Bardziej doświadczeni, ale czy mocniejsi? Porównujemy kadrę z Euro 2016 do obecnej
BOKI OBRONY – brak alternatyw na lewej stronie?
Przed Euro obawy były zwłaszcza o lewą stronę z uwagi na uraz Macieja Rybusa. Zmiennik w osobie Artura Jędrzejczyka wypadł więcej niż poprawnie, dlatego nieobecności „Rybki” w żaden sposób nie odczuliśmy. Dzisiaj mistrz Rosji z Lokomotiwem Moskwa jest na szczęście zdrowy, ale „Jędza” już zdecydowanie spuścił z tonu i to jest pewien kłopot dla selekcjonera, bo innych solidnych alternatyw brak – Rafał Kurzawa może i potrafi pomóc ze stałymi elementami gry, ale brakuje mu doświadczenia w grze na tym poziomie. Problemów nie przewidujemy na drugim boku, gdzie od lat występuje Łukasz Piszczek, a w odwodzie od pewnego czasu jest Bartosz Bereszyński, który tak się spodobał w Sampdorii Genua, że dostał podwyżkę i kontrakt do połowy 2023 roku. Pomiędzy tymi zawodnikami jest jeszcze Thiago Cionek, czyli oddany żołnierz selekcjonera pasujący do zadań stricte defensywnych. Przy prawej obronie stawiamy więc plusa, ale przy lewej nieśmiały znak zapytania.

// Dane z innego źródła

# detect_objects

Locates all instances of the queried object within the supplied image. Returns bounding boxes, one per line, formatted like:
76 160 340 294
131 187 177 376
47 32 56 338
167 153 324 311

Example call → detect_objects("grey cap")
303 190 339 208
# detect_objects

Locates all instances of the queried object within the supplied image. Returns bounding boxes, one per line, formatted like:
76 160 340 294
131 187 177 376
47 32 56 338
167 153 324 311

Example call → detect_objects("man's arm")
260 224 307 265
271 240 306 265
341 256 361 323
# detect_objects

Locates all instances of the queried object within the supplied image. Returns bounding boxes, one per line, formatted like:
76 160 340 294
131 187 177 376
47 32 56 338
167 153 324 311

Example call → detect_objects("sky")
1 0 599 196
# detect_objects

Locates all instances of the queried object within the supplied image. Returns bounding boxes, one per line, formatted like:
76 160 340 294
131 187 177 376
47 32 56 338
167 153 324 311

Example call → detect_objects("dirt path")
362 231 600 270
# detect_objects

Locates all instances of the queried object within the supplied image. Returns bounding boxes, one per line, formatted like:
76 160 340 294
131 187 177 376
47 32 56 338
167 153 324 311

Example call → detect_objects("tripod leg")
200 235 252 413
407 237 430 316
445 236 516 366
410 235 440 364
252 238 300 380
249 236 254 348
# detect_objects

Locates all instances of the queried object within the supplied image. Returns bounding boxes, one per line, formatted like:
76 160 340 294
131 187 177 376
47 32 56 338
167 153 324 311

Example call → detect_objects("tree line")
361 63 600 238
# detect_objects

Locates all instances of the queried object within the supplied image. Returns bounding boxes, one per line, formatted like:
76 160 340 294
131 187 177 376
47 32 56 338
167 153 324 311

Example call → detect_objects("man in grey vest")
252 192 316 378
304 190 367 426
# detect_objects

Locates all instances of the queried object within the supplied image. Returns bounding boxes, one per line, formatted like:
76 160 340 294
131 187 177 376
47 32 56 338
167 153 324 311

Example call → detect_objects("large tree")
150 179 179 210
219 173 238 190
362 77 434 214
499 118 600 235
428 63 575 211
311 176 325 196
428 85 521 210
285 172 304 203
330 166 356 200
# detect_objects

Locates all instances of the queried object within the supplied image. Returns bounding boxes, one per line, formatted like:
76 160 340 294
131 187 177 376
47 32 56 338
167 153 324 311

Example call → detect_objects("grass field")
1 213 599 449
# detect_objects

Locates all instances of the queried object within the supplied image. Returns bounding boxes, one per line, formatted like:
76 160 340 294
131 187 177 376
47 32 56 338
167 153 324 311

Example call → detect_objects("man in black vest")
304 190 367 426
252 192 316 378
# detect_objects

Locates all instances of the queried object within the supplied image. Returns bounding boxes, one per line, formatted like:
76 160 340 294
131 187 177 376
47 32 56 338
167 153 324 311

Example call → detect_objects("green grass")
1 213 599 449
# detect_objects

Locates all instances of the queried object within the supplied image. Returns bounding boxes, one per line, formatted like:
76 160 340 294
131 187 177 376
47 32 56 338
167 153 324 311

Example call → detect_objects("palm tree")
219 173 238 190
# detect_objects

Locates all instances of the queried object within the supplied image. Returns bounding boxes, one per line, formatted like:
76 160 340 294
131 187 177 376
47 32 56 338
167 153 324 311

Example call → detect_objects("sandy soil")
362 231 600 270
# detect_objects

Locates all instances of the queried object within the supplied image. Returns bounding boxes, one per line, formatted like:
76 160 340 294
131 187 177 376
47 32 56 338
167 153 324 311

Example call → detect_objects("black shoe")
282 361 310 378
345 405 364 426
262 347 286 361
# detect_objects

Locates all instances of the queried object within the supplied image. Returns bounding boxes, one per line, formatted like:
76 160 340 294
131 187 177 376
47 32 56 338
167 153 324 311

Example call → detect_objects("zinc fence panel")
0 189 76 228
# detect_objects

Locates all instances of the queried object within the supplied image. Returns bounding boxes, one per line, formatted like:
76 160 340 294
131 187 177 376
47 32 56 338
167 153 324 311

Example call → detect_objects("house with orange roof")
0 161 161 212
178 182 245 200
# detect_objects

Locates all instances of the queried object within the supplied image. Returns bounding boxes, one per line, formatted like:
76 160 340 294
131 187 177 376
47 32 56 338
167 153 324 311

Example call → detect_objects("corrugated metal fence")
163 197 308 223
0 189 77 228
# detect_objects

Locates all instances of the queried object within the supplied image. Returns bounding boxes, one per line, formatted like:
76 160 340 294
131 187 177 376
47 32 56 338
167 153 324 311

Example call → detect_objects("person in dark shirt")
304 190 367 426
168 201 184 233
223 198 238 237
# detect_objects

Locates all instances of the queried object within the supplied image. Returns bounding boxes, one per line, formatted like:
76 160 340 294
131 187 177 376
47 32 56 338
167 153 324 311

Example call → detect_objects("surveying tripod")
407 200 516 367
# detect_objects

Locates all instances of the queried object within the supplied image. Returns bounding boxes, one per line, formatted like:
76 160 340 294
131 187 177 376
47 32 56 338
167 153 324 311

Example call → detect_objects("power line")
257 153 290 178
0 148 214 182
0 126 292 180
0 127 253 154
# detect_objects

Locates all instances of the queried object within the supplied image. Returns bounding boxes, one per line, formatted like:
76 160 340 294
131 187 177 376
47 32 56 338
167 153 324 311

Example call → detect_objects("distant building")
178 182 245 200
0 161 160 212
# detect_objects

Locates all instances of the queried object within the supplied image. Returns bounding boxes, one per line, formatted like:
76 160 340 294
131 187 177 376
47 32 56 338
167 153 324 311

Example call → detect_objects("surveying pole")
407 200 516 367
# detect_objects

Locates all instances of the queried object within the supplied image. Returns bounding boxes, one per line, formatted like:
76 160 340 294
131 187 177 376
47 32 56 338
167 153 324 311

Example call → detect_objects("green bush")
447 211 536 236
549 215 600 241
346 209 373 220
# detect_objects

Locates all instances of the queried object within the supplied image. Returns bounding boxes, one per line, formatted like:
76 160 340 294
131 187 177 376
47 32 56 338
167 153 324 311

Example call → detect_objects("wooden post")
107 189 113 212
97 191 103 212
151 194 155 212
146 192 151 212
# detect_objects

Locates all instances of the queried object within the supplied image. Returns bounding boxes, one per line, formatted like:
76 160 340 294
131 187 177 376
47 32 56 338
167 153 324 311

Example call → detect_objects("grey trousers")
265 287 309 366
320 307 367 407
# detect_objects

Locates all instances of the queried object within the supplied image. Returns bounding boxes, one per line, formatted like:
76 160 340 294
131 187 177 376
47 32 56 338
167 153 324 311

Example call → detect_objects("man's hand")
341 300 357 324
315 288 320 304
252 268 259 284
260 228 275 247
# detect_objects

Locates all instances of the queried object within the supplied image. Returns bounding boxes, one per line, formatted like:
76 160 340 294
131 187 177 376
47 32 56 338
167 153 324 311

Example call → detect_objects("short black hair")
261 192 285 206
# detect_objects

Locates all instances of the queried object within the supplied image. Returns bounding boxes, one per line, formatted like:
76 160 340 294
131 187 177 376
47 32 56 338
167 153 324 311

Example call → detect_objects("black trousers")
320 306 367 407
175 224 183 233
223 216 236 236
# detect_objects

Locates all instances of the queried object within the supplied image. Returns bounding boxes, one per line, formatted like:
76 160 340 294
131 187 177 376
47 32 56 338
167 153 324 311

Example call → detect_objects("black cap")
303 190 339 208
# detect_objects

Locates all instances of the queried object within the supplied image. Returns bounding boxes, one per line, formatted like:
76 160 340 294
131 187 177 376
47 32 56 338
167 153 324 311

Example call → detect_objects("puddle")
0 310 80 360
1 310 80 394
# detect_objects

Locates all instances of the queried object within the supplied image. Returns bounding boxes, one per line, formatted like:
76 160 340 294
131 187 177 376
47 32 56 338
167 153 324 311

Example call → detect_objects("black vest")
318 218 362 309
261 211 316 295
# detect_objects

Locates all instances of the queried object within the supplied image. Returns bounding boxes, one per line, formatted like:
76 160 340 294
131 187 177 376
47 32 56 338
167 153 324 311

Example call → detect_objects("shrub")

Boczni obrońcy na Mundial: Bartosz Bereszyński (Sampdoria), Thiago Cionek (SPAL 2013), Łukasz Piszczek (Borussia Dortmund), Rafał Kurzawa (Górnik Zabrze), Artur Jędrzejczyk (Legia Warszawa), Maciej Rybus (Lokomotiw Moskwa).
Boczni obrońcy na Euro: Thiago Cionek (US Palermo), Artur Jędrzejczyk (Legia Warszawa), Jakub Wawrzyniak (Lechia Gdańsk), Łukasz Piszczek (Borussia Dortmund).